Molke Brot

Neulich waren wir auf einen kurzen Besuch im Hunsrück auf dem Bornwiesenhof. Auf diesen besonderen, biologisch-dynamisch geführten Bauenhof bin ich über Instagram aufmerksam geworden. Ingmar Jaschok, auf Facebook und Instagram als Hofhuhn unterwegs, steht voll und ganz hinter der Philosophie der nachhaltigen Landwirtschaft. Das wird immer deutlicher, je länger ich ihm bei unserem Rundgang über das Gelände zuhörte. Wir besuchten die Kühe, streichelten Kälber und sprachen viel über sein Herzensprojekt, die Hühnerhaltung. Ich verließ den Hof anschließend mit einem guten Gefühl und einem vollen Kofferraum. Neben einem gemischten Schweinepaket und verschieden Käsesorten wanderten noch vier Liter Rohmilch in meinen Korb. Rohmilch ist für mich Kindheitserinnerung Nr. 1. Der Tag, an dem unser Nachbarsbauer die Milchkuhhaltung an den Nagel hängte, war ein sehr trauriger Tag für mich.

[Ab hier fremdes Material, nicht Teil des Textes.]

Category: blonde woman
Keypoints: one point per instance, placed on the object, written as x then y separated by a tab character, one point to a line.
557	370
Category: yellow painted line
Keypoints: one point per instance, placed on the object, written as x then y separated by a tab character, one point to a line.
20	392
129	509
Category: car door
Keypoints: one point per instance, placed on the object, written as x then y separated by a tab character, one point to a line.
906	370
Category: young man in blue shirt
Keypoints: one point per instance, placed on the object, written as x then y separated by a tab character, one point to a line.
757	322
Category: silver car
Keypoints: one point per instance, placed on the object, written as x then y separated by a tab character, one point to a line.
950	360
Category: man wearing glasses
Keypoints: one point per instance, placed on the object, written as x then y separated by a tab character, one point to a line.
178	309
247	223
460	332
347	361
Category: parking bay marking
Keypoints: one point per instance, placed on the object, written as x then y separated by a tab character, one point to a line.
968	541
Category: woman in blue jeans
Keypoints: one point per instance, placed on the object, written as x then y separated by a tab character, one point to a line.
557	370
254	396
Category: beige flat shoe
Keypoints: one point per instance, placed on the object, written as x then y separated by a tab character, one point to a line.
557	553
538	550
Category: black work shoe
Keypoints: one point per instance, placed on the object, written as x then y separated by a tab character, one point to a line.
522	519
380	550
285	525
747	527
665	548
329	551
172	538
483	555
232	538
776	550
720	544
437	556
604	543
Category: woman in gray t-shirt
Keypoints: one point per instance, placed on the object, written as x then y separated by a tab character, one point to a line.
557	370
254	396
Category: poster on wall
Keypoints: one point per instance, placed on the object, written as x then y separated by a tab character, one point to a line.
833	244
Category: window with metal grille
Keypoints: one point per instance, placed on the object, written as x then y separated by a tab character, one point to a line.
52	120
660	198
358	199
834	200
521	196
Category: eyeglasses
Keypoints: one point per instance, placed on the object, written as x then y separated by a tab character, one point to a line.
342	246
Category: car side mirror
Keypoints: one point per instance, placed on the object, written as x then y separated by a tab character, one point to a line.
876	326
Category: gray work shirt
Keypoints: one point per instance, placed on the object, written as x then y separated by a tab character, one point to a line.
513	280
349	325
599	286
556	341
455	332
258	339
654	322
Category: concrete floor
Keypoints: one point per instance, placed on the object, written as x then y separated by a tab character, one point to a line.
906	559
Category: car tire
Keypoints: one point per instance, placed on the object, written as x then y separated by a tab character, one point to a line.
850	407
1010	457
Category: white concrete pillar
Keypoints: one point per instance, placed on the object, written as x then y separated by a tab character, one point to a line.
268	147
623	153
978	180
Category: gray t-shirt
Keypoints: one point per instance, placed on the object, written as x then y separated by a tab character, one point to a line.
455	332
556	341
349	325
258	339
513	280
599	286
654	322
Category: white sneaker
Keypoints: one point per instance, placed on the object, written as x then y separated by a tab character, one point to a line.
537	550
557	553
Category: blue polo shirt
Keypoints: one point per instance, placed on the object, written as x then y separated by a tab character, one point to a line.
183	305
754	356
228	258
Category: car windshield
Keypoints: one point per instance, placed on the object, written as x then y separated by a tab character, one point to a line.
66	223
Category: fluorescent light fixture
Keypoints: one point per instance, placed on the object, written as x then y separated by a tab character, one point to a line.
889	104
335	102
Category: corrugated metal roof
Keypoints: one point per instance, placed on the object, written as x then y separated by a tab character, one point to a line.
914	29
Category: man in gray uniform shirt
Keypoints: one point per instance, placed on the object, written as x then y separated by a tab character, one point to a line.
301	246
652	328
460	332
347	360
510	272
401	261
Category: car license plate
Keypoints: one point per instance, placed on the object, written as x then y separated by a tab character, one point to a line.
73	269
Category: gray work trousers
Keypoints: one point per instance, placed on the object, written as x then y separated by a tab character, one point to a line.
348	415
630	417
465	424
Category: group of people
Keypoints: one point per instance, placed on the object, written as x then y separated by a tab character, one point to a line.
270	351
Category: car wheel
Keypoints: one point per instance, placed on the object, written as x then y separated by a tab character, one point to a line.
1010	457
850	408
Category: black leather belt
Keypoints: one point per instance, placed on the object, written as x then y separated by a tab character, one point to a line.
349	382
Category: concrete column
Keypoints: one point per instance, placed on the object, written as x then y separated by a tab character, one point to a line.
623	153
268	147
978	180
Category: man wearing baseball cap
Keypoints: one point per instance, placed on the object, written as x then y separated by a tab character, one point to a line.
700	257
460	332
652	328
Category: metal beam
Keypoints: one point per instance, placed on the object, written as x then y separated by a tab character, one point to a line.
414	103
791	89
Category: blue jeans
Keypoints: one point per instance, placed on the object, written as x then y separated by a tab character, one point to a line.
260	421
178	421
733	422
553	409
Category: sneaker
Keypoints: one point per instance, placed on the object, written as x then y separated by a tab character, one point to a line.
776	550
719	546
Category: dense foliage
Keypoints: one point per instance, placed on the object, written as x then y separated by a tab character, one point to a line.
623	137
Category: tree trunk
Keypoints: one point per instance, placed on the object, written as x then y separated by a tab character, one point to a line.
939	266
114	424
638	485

Mich an Supermarktmilch zu gewöhnen fiel mir nicht besonders leicht. Wann immer ich nun die Chance auf richtig frische Milch habe, ich ergreife sie.

Lange Rede, kurzer Sinn: Ich hatte vier Liter Rohmilch. Einen trank ich quasi sofort und pur, einer wanderte in den Kühlschrank und zwei wurden mit Lab versetzt und zu Käse verarbeitet. Die anfallende Molke kippe ich ungern weg und Backwerke sind da willkommene Abnehmer. Da ziemlich viel Flüssigkeit zu verarbeiten war, habe ich einen Teig entwickelt, der wandelbar ist und unter die Hälfte des Grundteiges Sonnenblumenkerne und Käse geknetet. So wird uns beim Brotverzehr nicht so langweilig…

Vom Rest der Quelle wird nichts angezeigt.